In the world of genealogy, we are always meeting new friends and cousins. It is what makes our hobby so enjoyable. People with the same agenda meet online, at reunions, in libraries and in courthouses. Our findings are proof that more can be accomplished by teamwork than by an individual.
by Mike Peters
On July 13th of this year, I met Lynne Steger. We both research the Gadd surname. The Gadds migrated to the area that would become West Virginia from Franklin County, VA. She is descended from Andrew Powhatan Gadd, who married Delilah Ferguson on 23 February 1851 in Wyoming County. I study the line because Andrew's brother, Sanford Pleasant Gadd, married my gg grandfather's sister, Peninah Peters, on 5 February 1857 in Raleigh County.
But Lynne and I have a lot more in common. The similarities in our lives are eerie. Black and white reruns of "The Twilight Zone." The episode this week, Rod Serling informs us, is called "The Twin."
Lynne and I both live in the Columbus, Ohio area.

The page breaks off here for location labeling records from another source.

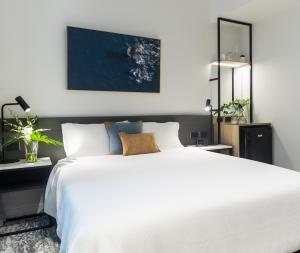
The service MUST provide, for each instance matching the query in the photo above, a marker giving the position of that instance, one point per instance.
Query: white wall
(33, 54)
(33, 60)
(277, 83)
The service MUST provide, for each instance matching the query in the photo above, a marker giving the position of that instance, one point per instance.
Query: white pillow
(166, 134)
(85, 139)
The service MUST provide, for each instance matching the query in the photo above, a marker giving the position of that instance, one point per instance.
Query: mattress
(182, 200)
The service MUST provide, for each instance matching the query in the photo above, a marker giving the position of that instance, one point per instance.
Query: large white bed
(183, 200)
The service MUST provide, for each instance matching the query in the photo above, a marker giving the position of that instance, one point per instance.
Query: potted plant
(235, 111)
(27, 133)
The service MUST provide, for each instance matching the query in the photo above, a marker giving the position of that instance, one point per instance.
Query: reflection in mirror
(235, 74)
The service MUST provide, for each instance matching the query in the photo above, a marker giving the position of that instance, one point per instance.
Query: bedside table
(20, 176)
(220, 148)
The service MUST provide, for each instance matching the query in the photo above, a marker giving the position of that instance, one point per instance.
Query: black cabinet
(256, 143)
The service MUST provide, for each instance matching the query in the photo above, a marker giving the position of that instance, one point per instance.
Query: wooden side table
(22, 176)
(220, 148)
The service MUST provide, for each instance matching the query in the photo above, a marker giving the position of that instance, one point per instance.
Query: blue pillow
(114, 128)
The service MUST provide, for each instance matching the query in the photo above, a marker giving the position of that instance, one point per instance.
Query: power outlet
(194, 135)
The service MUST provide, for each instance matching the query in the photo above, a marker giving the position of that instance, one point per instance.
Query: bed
(182, 200)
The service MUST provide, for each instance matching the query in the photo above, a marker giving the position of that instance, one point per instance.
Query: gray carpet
(39, 241)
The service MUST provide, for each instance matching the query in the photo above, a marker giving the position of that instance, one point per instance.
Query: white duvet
(178, 201)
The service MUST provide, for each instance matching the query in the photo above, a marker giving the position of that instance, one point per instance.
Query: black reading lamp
(209, 108)
(21, 102)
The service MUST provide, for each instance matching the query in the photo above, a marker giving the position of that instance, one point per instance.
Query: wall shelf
(230, 64)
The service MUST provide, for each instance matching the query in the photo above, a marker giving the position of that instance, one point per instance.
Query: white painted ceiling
(251, 10)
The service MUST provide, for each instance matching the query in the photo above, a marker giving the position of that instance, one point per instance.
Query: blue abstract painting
(108, 61)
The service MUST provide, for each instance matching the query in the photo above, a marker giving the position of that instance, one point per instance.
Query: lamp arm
(2, 125)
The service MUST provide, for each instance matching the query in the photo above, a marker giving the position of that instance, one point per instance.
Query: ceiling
(251, 10)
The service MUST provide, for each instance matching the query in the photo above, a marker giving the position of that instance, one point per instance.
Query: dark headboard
(187, 123)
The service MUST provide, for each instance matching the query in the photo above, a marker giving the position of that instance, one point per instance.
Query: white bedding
(178, 201)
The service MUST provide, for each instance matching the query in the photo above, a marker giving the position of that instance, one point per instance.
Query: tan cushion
(134, 144)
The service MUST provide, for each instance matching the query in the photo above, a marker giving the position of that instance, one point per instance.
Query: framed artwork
(106, 61)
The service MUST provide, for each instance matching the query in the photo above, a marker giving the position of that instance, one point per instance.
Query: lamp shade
(208, 105)
(23, 104)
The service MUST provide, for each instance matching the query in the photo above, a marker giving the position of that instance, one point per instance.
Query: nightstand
(220, 148)
(22, 176)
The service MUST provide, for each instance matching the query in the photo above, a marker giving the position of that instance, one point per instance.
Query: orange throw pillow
(135, 144)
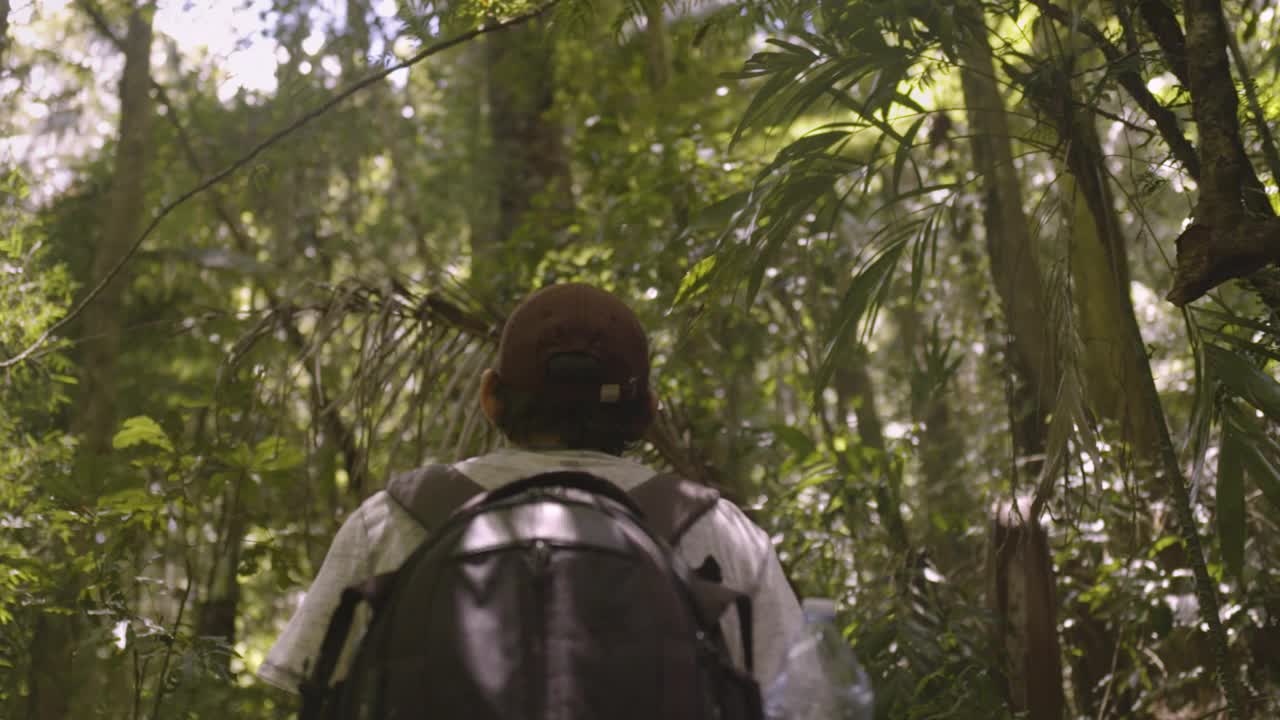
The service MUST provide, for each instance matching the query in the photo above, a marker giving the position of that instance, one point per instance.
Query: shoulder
(737, 545)
(380, 532)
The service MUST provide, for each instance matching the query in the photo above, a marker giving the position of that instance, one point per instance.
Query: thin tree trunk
(122, 220)
(4, 30)
(62, 666)
(1014, 269)
(530, 167)
(1022, 589)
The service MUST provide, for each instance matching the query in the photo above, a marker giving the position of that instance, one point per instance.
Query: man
(570, 392)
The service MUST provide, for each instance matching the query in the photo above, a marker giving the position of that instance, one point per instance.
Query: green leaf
(1230, 500)
(141, 431)
(795, 440)
(862, 297)
(1244, 379)
(274, 455)
(695, 279)
(1258, 454)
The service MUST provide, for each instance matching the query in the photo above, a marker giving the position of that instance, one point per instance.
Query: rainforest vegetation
(970, 304)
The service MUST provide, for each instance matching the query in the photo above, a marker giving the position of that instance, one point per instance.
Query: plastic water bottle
(821, 679)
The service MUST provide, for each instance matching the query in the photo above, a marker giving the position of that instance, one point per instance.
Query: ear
(489, 402)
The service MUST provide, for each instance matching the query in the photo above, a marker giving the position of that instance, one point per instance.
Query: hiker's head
(572, 372)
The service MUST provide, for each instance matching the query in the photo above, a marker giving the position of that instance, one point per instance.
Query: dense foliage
(904, 264)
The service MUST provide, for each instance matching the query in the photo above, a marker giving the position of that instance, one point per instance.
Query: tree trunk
(1022, 595)
(4, 30)
(530, 167)
(63, 665)
(1027, 630)
(122, 220)
(1014, 269)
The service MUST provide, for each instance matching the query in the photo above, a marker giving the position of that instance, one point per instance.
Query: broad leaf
(1244, 379)
(1230, 500)
(141, 431)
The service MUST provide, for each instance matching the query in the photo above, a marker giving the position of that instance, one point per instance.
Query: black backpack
(556, 597)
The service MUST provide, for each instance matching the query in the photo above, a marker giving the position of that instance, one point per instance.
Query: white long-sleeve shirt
(379, 536)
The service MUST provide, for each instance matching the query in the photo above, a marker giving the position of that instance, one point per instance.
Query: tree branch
(1260, 117)
(1168, 33)
(1234, 232)
(254, 153)
(1166, 122)
(333, 423)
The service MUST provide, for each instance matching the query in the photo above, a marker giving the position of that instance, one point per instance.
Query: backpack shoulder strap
(672, 504)
(432, 493)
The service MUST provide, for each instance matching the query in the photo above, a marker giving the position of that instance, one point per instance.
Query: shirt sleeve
(348, 561)
(749, 565)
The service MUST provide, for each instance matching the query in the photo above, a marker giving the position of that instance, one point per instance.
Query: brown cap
(577, 341)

We are both children of military fathers. Lynne has a daughter named Shelby Caitlin. My oldest is named Shelby and my youngest Katelyn. Lynne was born on 16 May 1957. I was born on 15 May 1957. And so it goes. Each new E-mail unravels some new commonality that we share. I call her my online twin.
In her most recent correspondence, Lynne talked about oral legend and its importance in genealogy. "Oral history is SO IMPORTANT to genealogy, especially in places like the hills of southern West Virginia where people didn't always have the means/education to record information, or being more concerned with the survival of each day, didn't see the value of the written record of history, " she said.
"If it wasn't for oral history," she continued, " the people I research would be one dimensional, not three."
She then told me about a meeting that occurred in Shady Spring, WV, a meeting that illustrated her point. Lynne was about 10 or 11 when she met her gg grandmother, Rachel Emmadora "Emma" Cochran. Grandma "Emma," the daughter of Hardin Cochran and Mary Anne Cannaday, would live to be 106. "Emma" would occasionally smoke a corn cob pipe. More often, she sat in her rocker, gripping its arms tightly as she rocked and watched the world. She was "keeping her eyes on the neighborhood."
Gordon Gravely and
Rachel Emmadora "Emma" Cochran
"I watched her brush out her ankle length hair for her daughter to pin up, " Lynne recalled. "It was the color of a dark red Irish Setter, except at the forehead, where it was grey. She told me that was where she put the shampoo when she washed it, because she had to lean forward in a barrel to do so."
"Since then," Lynne said, "I think less, not more, is better!"
Grandma "Emma" also told Lynne about her three marriages. The first gentleman, a Bennett man, was no account and ran away. The second, Cephus Luke Bowers, who was Lynne's gg grandfather, died in a logging accident. Their union produced daughters Bessie and Lena. With the third man, Gordon Gravely, she celebrated a 60 year anniversary. "Emma" and Gordon took in Willard Upchurch, after the boy was found wandering along the railroad tracks.
Years after that meeting, Lynne insisted to her mother and grandmother that Grandma "Emma" was married three times. They claimed that she had "tied the knot" only twice. Lynne informed them that Grandma "Emma" had told her as much. They still didn't believe. Maybe she had heard wrong. Lynne later found documentation of all three marriages. Without Grandma's story, that part of their family history might have been lost forever.
"It is the human nuances that draw my children to their family history," Lynne concluded. "It is the fact that the wood furniture in my living room has the finish stripped away where my great great grandmother rested her hands while she rocked. To see my children sit in those chairs, and rock with their hands in the same place presents such a priceless picture of timelessness."
Cue Rod Serling! Read the signpost up ahead! It is folklore. It is oral legend. It is a grandmother's story. But more importantly, it is about how part of that story, before it was documented, was kept alive in the memory of a granddaughter.
Thank you Lynne for sharing this wonderful story.